During construction of the Inter County Connector (ICC), under the supervision of the Maryland State Highway Administration (SHA), many artifacts were found at the Jackson Homestead site (18MO609) in Montgomery County, Maryland. These are part of a multicomponent site that includes both prehistoric (Middle Archaic through Late Woodland period) and historic components. One of the historic components was a nineteenth to twentieth century African-American dwelling called the Jackson Homestead (ICC Report 2011).
Among the many construction and farm tools found at this site was a fragmentary iron draw knife (Fig. 1). This recovered object, which had pitting and iron corrosion, has a 43 centimeter blade with a 10 centimeter tang angled inwards slightly; the other tang was broken off. The wood handles originally covering the tangs did not survive the burial condition in which the knife was found. The draw knife was a very versatile tool and essential on all farms in the nineteenth to twentieth centuries. It would have a cutting blade of varying lengths with tangs forged at each end and bent at right angles on level with the blade and then fitted with turned wooden handles (Bealer 1976) (Fig. 2). In many cases, the tangs would go all the way through the wooden handles and be riveted in place for greater strength (Wildung 1957). A blacksmith would fashion one out of an old file, hammering and drawing it out, shaping then grounding out a sharp edge to form a blade with handles on either side level with the blade or somewhat below (Wildung 1957).
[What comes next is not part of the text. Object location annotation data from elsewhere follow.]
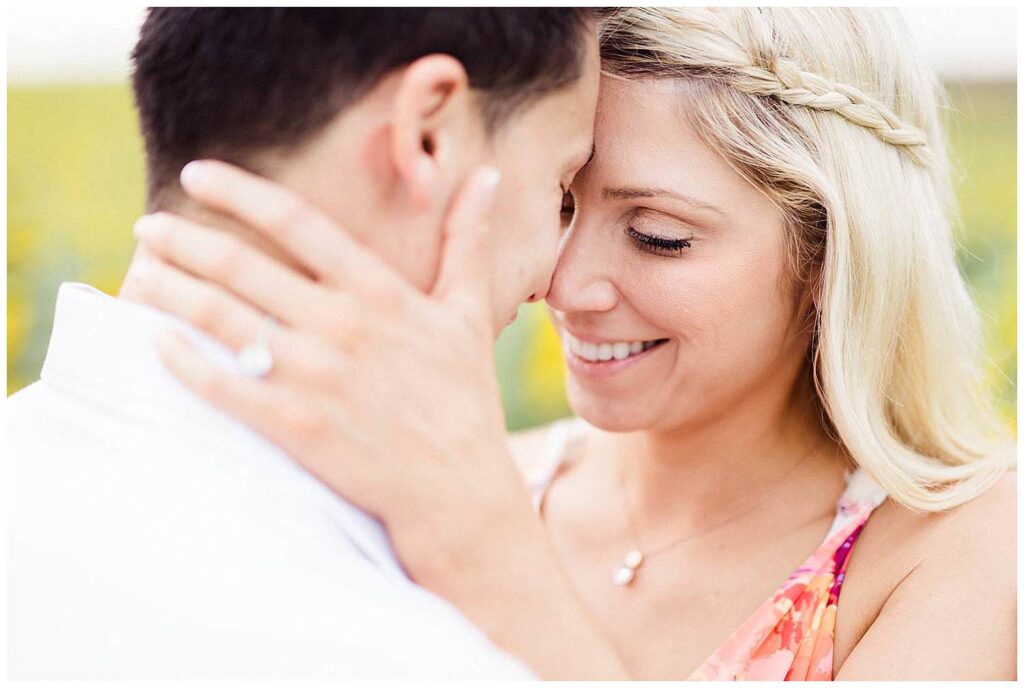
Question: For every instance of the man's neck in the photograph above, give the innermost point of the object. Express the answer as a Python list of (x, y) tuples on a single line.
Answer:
[(210, 219)]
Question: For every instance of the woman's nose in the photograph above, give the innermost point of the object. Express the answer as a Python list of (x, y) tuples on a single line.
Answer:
[(583, 277)]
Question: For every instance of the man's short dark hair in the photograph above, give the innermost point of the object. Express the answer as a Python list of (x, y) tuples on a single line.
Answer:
[(230, 82)]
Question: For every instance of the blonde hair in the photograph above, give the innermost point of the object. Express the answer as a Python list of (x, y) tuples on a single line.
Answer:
[(830, 113)]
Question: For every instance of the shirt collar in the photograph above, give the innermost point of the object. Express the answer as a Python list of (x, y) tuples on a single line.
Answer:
[(101, 350)]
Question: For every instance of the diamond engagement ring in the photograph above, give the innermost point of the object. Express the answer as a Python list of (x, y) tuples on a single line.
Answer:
[(255, 360)]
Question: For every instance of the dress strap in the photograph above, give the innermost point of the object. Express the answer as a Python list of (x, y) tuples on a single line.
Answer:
[(861, 497)]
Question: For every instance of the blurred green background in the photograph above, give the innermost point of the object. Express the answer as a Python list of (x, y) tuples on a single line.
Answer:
[(75, 176)]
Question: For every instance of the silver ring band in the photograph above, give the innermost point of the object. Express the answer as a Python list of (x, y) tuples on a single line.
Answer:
[(255, 359)]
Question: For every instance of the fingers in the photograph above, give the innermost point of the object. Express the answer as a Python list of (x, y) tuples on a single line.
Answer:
[(296, 226), (297, 356), (283, 417), (229, 262), (298, 422), (466, 256)]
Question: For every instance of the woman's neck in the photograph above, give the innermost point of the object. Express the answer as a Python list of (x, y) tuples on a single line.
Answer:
[(691, 478)]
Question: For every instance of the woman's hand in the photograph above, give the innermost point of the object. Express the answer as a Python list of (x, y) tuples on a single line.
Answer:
[(386, 394)]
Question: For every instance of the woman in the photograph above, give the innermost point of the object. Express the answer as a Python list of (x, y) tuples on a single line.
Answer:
[(766, 336)]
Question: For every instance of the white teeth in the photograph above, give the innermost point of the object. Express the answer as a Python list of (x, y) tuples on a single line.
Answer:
[(605, 350)]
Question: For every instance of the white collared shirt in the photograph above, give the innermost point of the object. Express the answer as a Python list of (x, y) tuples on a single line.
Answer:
[(151, 535)]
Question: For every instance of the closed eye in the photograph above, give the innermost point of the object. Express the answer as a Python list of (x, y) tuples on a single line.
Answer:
[(658, 245)]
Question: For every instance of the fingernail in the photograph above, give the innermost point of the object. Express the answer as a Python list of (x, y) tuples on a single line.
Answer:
[(193, 173)]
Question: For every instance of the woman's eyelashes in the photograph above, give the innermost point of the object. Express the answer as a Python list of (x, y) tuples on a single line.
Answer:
[(660, 246)]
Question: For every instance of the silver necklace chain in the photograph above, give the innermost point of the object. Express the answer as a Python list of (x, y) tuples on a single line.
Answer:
[(634, 558)]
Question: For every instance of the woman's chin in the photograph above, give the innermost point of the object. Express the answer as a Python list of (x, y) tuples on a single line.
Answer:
[(608, 415)]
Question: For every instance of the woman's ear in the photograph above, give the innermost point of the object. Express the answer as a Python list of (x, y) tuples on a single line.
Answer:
[(431, 113)]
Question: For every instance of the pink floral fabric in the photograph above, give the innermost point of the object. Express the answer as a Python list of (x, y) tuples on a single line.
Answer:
[(790, 637)]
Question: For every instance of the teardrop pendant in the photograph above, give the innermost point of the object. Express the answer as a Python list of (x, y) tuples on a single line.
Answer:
[(627, 571), (623, 575)]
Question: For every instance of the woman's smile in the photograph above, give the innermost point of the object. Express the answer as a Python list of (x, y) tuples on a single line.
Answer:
[(602, 357)]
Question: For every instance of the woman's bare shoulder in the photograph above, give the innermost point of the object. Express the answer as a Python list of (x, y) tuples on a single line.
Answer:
[(912, 571)]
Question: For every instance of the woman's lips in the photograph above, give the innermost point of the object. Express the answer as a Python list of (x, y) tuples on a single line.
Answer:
[(604, 369)]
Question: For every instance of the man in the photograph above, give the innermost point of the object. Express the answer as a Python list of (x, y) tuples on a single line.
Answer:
[(152, 535)]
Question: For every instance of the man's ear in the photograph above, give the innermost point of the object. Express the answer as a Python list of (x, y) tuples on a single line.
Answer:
[(431, 111)]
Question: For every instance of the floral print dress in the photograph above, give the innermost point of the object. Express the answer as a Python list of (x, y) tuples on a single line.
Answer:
[(790, 637)]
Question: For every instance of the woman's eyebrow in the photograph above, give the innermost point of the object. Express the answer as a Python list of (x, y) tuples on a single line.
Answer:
[(629, 192)]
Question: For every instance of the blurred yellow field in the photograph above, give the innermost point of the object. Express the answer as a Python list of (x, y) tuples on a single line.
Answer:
[(76, 185)]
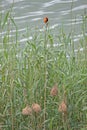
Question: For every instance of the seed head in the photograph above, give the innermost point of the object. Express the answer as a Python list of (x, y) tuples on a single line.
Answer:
[(54, 90), (45, 19), (27, 111), (62, 107), (36, 107)]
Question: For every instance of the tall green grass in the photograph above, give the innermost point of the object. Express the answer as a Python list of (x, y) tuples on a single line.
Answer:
[(28, 74)]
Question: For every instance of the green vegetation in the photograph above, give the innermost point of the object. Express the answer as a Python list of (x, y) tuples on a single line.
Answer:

Because of the general use of the tool, everyone learned to use it. For the most part, a draw knife was used to shape wood by trimming off excess and bark by pulling or drawing (hence the name) the knife towards the user (Fig. 3). To carry out this safely, the wood being worked had to be held steady in a vise on a secure bench top or while clamped in a shaving horse (Bealer 1976). Other uses of the draw knife were in tapering the sides of shingles, rough sizing the edges of floor boards and rough trimming paneling before planing them. The draw knife was used to shape axe handles, rake handles, stool legs and wheel spokes. Other tools, such as the spokeshave and scraper, were used for the more delicate finishing after the initial rough work was done by the draw knife (Sloane 1964).
Many different tradesmen such as carpenters, coopers, coachmakers and cabinetmakers used draw knives (Wildung 1957). They were used to trim slate for school slate and slate for roofs. By 1850, hand splitting and shaving of wood shingles was in decline and by 1900, the handmade shingles were replaced by the use of tin and slate (Arbor 1994). Several different sizes and shapes of draw knives were used by the coopers (Fig. 4) to trim and shape barrel staves and the round tops and bottoms of the barrel known as heads. In wheel-wrighting, the narrower, flat and straight-bladed draw knives were useful in trimming wheel spokes (Arbor 1994). Cabinetmakers rough shaped furniture parts such as chair arms and legs. Curved bladed draw knives were used to scoop out the bottom of wooden seats for the comfort of the human occupants (Bealer 1976).
A section of the Jackson Homestead report (Volume 1, Table 1, p254) lists tools used for woodworking purposes. Among these were iron files for the purpose of sharpening other tools, ax heads, saw blades and an iron draw knife. The report goes on to say that “ John T. Adams and numerous residents in the immediate vicinity were employed as woodchoppers” (ICC Report 2011). This draw knife would have been used by these men in the job of initially trimming the rough spots and bark off of the felled trees.